C&A Tribes Dedicate Emergency Response Center in Watonga

WATONGA — Officials with the Cheyenne and Arapaho Tribes were in Watonga last Tuesday, Aug. 31, to hold a ribbon-cutting ceremony for a new Emergency Response Center.

Cheyenne and Arapaho Gov. Reggie Wassana was on hand for the ceremony, as was Lt. Gov. Gilbert Miles and Leg. Billie Sutton of Arapaho District 1. According to a Facebook post from the C&A executive office, other speakers included acting planning and development director Casey Peyton and emergency management director Alan Fletcher, who gave the invocation.

"Tribal members Eugene Blackbear, Jr., Kendall Kauley, OT Sankey, Phoenix Whiteshirt and Roger Davis provided the honor and flag songs," the post says. "Both Gov. Wassana and Lt. Gov. Miles are glad the Watonga community continues to have facilities for tribal members and their families."

The night before the ribbon-cutting, Wassana spoke about the role of ERCs during the Watonga Chamber banquet at the tribes' Lucky Star Casino.

"We wanted to do a staging area because, as some of you know, the cities are just full. The ICU wards — you can't fit anybody in," Wassana said at the banquet. So the tribes constructed ERCs in Watonga, Kingfisher, Woodward and Hammon, while also converting community halls in Seiling, Geary, Clinton and Concho for the purpose.
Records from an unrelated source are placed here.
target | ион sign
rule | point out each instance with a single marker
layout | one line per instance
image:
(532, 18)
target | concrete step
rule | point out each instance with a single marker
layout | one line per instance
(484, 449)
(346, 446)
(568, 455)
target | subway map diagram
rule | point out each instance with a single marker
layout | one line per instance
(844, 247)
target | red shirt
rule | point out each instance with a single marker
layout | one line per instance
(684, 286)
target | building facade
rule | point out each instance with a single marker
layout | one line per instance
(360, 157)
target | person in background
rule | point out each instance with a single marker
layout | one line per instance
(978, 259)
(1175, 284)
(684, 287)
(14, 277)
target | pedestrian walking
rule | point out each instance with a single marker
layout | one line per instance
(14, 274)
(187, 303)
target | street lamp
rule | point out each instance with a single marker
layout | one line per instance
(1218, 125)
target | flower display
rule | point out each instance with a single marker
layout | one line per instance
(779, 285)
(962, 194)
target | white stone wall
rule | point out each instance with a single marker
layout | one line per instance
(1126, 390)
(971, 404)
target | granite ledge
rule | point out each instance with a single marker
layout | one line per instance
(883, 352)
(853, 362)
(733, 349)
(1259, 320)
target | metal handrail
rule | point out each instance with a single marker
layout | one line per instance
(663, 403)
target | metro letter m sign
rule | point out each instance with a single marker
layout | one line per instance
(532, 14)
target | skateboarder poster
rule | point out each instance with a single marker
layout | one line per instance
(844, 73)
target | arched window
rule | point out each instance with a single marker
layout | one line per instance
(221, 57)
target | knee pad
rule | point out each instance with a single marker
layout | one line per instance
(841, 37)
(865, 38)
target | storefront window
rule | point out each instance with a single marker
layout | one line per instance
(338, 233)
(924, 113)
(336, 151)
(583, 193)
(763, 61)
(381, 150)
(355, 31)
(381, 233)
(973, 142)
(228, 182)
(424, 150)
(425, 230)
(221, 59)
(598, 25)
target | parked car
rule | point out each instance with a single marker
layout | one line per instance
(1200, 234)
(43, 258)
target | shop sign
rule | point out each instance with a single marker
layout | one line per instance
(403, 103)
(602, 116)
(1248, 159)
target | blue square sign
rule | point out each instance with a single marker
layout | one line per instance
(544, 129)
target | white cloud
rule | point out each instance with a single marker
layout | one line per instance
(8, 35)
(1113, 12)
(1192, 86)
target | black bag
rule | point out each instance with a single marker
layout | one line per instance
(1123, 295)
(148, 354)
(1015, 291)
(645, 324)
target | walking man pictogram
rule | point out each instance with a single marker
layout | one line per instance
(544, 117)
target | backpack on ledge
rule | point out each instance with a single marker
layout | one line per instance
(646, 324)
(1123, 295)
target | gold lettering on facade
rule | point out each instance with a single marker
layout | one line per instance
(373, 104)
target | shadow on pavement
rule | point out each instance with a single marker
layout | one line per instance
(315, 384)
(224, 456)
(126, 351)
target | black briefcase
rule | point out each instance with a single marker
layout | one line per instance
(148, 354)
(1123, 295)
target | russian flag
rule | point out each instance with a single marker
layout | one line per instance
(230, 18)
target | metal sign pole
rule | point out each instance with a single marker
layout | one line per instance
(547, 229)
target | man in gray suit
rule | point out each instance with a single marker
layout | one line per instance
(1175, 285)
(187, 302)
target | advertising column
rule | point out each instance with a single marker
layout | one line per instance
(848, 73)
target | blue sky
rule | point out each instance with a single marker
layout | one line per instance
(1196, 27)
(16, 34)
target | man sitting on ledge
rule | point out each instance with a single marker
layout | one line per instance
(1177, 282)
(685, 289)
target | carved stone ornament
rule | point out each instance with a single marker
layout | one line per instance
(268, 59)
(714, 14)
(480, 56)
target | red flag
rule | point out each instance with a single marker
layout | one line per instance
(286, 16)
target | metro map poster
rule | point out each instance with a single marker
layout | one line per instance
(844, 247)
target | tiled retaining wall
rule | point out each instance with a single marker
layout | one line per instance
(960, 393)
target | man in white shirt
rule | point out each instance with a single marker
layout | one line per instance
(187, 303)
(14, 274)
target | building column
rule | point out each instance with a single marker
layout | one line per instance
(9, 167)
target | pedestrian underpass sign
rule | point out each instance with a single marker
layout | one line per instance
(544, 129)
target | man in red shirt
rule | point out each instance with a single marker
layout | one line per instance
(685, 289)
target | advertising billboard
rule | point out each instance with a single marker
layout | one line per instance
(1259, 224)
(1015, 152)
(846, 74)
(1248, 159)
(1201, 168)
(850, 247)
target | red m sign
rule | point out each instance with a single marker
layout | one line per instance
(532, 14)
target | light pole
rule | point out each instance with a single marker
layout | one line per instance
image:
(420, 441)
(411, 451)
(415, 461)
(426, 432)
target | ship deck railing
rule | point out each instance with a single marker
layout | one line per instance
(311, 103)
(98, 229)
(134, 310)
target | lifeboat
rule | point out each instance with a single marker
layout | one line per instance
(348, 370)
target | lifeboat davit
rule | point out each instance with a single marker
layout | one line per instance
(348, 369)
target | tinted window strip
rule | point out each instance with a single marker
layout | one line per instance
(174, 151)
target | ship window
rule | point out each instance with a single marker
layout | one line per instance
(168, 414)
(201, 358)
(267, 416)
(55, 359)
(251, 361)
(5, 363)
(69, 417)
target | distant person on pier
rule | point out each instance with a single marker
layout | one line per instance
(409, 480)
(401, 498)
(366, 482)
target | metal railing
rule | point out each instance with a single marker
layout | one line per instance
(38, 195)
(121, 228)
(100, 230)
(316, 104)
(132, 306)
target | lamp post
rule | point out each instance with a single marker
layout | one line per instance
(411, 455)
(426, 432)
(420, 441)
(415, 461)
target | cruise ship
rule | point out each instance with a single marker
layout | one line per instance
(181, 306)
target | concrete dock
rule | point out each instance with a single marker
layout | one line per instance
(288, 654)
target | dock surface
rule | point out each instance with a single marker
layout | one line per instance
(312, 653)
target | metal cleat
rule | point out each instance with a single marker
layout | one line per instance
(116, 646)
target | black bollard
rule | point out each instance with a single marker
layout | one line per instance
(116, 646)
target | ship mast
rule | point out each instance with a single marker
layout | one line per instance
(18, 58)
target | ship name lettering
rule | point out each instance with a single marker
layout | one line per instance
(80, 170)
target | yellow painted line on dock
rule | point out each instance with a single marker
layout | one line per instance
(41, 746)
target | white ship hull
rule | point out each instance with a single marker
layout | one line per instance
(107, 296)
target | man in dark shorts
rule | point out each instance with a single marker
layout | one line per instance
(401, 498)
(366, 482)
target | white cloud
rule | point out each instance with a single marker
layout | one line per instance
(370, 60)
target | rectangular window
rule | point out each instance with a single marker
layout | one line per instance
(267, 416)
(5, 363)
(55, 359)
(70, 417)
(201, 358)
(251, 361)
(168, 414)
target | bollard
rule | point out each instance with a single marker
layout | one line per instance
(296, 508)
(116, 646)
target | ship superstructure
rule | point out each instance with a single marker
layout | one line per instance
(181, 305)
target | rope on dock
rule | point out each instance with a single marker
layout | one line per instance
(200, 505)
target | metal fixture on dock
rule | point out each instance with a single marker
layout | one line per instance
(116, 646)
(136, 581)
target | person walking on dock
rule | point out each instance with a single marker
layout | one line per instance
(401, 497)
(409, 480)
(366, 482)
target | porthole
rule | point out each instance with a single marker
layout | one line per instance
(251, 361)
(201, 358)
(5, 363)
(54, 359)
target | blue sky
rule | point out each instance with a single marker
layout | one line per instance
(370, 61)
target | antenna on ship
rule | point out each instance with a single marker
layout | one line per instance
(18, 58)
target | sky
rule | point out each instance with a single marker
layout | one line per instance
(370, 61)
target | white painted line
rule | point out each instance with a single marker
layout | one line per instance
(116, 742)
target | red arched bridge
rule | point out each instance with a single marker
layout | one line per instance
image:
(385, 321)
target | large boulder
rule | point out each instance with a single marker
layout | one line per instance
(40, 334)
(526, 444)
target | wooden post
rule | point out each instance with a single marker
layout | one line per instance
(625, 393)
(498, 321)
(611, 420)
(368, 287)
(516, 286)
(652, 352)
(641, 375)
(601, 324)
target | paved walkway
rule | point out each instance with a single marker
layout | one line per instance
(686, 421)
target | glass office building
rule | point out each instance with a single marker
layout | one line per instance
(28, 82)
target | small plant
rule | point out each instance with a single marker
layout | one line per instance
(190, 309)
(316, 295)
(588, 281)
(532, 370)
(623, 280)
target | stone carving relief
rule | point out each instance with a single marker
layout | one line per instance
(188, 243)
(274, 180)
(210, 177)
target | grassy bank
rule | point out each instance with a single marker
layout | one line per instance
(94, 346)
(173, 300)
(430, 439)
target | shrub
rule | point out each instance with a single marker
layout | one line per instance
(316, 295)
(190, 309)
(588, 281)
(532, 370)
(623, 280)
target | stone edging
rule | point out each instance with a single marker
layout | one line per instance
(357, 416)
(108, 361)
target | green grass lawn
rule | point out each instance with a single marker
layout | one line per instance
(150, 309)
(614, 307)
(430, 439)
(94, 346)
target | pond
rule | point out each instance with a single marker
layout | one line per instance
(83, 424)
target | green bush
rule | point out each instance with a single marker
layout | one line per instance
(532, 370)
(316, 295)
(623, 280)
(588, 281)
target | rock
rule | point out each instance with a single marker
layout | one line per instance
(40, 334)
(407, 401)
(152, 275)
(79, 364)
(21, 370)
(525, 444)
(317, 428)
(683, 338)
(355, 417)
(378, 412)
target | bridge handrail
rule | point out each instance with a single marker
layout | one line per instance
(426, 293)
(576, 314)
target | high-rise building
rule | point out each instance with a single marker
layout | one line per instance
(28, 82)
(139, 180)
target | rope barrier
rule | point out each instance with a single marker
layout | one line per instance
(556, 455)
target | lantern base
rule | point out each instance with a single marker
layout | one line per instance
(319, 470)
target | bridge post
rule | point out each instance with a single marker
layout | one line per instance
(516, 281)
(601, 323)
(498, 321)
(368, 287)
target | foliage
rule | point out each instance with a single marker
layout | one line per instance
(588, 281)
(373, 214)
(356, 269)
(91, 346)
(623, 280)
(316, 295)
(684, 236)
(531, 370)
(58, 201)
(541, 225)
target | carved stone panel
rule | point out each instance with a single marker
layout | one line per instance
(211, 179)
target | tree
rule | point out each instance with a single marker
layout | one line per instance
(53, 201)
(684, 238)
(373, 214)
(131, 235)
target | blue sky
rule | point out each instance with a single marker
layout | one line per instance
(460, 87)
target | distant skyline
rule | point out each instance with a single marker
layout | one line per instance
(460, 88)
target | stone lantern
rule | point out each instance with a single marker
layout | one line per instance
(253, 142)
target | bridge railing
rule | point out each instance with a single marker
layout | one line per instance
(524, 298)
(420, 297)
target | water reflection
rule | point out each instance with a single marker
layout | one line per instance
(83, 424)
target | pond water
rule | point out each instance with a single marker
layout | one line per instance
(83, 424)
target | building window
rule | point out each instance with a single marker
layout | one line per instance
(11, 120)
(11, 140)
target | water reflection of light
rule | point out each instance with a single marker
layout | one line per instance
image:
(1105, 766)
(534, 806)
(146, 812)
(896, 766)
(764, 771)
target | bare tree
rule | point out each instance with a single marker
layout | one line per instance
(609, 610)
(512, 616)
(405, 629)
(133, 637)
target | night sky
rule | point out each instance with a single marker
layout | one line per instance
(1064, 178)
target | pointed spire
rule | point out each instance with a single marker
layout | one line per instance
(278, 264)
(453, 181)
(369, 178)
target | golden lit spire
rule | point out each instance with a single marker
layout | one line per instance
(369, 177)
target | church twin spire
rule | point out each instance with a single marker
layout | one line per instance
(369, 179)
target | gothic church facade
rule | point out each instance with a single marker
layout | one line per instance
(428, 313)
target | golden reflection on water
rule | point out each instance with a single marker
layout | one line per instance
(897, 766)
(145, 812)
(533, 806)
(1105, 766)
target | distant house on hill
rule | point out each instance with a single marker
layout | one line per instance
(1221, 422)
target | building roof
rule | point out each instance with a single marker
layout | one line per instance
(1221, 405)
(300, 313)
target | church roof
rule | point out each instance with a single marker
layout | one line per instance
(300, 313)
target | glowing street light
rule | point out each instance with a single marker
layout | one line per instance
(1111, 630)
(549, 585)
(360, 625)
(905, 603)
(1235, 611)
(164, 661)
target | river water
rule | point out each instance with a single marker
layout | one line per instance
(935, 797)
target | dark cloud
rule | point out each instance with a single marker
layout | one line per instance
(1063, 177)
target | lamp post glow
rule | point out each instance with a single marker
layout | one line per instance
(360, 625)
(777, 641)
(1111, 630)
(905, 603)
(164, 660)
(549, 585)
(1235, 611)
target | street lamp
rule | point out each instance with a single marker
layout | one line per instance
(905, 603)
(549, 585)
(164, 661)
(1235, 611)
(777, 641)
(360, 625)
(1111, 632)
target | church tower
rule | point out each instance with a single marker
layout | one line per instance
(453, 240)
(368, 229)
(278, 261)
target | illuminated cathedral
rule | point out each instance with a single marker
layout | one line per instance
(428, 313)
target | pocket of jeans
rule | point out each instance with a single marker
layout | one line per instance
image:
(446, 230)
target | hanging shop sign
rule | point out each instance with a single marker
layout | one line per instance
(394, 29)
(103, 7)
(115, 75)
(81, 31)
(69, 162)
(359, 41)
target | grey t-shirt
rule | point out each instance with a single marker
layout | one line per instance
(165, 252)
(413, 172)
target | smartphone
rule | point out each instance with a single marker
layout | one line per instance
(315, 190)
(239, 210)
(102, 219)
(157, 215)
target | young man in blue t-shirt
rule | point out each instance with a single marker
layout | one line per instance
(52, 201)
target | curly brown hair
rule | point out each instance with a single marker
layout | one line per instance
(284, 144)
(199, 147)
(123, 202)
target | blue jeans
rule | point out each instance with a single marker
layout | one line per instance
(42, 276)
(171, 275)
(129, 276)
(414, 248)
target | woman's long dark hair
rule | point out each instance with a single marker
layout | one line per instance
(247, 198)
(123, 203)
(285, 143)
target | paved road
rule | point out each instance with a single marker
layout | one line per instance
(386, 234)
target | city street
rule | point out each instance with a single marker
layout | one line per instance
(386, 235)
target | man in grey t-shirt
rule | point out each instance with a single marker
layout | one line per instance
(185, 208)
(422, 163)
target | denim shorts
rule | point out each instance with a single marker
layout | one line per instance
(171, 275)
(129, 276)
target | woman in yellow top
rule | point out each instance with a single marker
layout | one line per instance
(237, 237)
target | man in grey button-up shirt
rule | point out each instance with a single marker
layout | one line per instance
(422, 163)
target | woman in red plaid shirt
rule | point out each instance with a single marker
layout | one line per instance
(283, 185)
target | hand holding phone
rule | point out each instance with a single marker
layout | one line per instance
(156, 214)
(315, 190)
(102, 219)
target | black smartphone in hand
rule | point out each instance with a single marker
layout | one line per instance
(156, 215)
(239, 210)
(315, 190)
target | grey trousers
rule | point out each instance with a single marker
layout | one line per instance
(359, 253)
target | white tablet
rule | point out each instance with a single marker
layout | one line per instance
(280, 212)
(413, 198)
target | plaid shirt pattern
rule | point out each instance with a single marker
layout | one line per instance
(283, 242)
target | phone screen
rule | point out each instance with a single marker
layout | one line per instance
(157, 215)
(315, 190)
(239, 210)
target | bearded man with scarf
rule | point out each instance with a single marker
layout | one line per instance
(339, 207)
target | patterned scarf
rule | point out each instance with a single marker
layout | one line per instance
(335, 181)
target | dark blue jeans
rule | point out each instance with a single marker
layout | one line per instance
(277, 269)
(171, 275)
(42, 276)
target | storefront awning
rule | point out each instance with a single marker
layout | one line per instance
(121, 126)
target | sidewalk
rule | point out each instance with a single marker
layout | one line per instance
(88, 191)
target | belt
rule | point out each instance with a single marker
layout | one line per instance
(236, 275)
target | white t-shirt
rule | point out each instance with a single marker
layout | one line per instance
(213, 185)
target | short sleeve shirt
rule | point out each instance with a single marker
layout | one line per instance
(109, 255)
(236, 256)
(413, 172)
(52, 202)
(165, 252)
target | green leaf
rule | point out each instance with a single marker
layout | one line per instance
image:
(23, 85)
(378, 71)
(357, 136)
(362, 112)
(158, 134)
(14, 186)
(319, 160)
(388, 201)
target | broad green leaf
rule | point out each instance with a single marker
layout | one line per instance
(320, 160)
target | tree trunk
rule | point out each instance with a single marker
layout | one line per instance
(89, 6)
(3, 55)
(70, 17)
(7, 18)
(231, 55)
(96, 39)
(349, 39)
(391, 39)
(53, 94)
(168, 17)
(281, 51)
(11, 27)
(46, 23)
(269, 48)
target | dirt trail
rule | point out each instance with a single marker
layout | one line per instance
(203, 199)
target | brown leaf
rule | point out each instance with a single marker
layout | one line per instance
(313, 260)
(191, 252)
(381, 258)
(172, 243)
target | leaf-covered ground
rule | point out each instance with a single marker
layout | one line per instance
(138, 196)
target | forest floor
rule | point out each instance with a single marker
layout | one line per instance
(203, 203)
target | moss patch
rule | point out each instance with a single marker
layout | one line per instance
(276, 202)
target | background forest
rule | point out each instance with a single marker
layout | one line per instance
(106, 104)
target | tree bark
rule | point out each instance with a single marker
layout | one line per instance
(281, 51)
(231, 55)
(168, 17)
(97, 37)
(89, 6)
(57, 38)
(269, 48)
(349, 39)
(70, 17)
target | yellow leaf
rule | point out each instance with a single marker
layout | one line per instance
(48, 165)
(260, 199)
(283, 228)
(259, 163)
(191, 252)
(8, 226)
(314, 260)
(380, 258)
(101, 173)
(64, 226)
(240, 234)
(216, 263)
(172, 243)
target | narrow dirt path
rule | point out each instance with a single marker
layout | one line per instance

"We have showers, we have laundry amenities there, we have kitchens," he said. "So if anybody ever has to, if the pandemic gets to that point, we could actually stage them. You would have everything you wanted in there. You could quarantine."

Building the ERCs was made possible with money allocated in federal coronavirus relief bills, Wassana said.

The Watonga ERC is located just east of Lucky Star Casino.